İspanya maçında da aynı mantık ve oyun anlayışıyla sahaya çıkacağını tahmin ettiğimiz Prandelli, mutlaka İspanyolların pas trafiğini felç etmek ve onların orta sahadaki üstünlüklerini sona erdirmek için beşli orta sahayla oynamaya devam edecek gibi görünüyor. Ancak, İspanyolları onların taktiğiyle yenme şansı olduğunu çok iyi biliyor. O nedenle, çoğu takımın İspanyollar karşısında oynadığı 'resesif' yani, İspanyollara mahküm oyun anlayışı ona çok uymuyor.
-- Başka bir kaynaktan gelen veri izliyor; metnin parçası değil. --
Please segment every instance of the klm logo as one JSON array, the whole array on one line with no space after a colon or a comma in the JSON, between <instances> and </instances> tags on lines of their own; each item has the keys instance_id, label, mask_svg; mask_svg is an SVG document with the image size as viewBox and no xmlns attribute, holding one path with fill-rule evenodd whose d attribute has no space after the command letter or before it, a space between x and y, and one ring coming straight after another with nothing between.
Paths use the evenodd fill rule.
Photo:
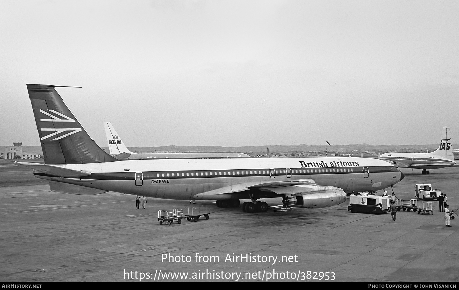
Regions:
<instances>
[{"instance_id":1,"label":"klm logo","mask_svg":"<svg viewBox=\"0 0 459 290\"><path fill-rule=\"evenodd\" d=\"M440 150L449 150L451 147L450 143L447 143L451 139L442 139L440 141L440 147L438 149Z\"/></svg>"}]
</instances>

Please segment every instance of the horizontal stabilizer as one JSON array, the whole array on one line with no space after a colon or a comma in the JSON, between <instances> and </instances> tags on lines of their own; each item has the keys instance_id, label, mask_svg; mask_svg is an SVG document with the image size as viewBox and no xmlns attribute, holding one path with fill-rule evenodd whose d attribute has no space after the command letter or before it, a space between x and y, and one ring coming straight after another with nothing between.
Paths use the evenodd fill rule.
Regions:
<instances>
[{"instance_id":1,"label":"horizontal stabilizer","mask_svg":"<svg viewBox=\"0 0 459 290\"><path fill-rule=\"evenodd\" d=\"M54 165L30 163L28 162L17 162L16 161L13 161L13 162L18 165L27 167L27 168L33 169L35 171L59 177L81 177L82 176L87 176L88 175L91 175L91 173L90 172L73 170L73 169L69 169Z\"/></svg>"},{"instance_id":2,"label":"horizontal stabilizer","mask_svg":"<svg viewBox=\"0 0 459 290\"><path fill-rule=\"evenodd\" d=\"M80 186L68 183L56 182L49 181L50 189L51 191L63 192L64 193L71 193L74 195L93 195L106 192L108 190L98 190L96 188L91 188L86 186Z\"/></svg>"}]
</instances>

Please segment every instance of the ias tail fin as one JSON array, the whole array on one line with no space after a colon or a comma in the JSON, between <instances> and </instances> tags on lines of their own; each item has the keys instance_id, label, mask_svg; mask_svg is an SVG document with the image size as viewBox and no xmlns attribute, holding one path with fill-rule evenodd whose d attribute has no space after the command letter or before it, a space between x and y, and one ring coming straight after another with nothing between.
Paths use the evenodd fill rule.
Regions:
<instances>
[{"instance_id":1,"label":"ias tail fin","mask_svg":"<svg viewBox=\"0 0 459 290\"><path fill-rule=\"evenodd\" d=\"M115 128L112 126L112 123L105 122L104 123L104 127L105 127L105 134L107 136L108 149L111 155L117 155L123 153L132 154L134 153L128 150L119 135L115 131Z\"/></svg>"},{"instance_id":2,"label":"ias tail fin","mask_svg":"<svg viewBox=\"0 0 459 290\"><path fill-rule=\"evenodd\" d=\"M431 154L454 160L452 144L451 129L449 127L444 127L442 131L442 139L440 141L440 146L438 149Z\"/></svg>"},{"instance_id":3,"label":"ias tail fin","mask_svg":"<svg viewBox=\"0 0 459 290\"><path fill-rule=\"evenodd\" d=\"M76 164L118 161L91 139L56 91L56 87L69 87L27 85L45 163Z\"/></svg>"}]
</instances>

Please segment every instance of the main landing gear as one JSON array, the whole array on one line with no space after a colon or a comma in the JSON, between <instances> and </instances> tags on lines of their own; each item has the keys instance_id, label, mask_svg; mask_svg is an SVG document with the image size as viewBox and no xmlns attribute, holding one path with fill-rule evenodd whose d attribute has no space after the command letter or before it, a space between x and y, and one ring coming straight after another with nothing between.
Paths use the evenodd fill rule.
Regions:
<instances>
[{"instance_id":1,"label":"main landing gear","mask_svg":"<svg viewBox=\"0 0 459 290\"><path fill-rule=\"evenodd\" d=\"M217 201L215 202L218 207L226 208L227 207L237 207L241 204L239 200L229 200Z\"/></svg>"},{"instance_id":2,"label":"main landing gear","mask_svg":"<svg viewBox=\"0 0 459 290\"><path fill-rule=\"evenodd\" d=\"M257 212L265 212L268 211L268 204L264 201L255 201L255 202L246 201L242 204L242 211L249 213Z\"/></svg>"}]
</instances>

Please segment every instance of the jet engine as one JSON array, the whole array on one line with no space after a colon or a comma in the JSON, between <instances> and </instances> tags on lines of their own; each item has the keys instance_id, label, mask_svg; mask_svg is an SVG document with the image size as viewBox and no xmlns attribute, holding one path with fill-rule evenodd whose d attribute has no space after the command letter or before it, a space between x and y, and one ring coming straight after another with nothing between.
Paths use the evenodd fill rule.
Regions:
<instances>
[{"instance_id":1,"label":"jet engine","mask_svg":"<svg viewBox=\"0 0 459 290\"><path fill-rule=\"evenodd\" d=\"M284 206L285 208L296 206L317 208L335 206L346 201L346 194L341 188L334 186L320 187L326 188L285 195L282 201Z\"/></svg>"}]
</instances>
Bana göre savunma güvenliğini sağlama alarak, orta sahada Pirlo'yu daha çok ofansif kullanarak, pas yüzdesini en az İspanyollar seviyesine çıkartarak, ileride İspanyol savunmasının kolay top çıkartmasını engellemeye yönelik baskılı oyun anlayışı ve çok etkin alan savunması yaparak, takımını oynatmaya çalışacaktır. Bunu yaparken de, Balotelli'nin yıpratıcı ve bitirici özelliklerinden yararlanacak, o nedenle geriden Pirlo'nun atacağı ara paslar veya uzun toplarla İspanyolların arkasına sarkıtmaya çalışacağı Balotelli'ye yakın oynayacak Cassano'nun iş bitiriciliğiyle sonuca ulaşmaya çalışacaktır.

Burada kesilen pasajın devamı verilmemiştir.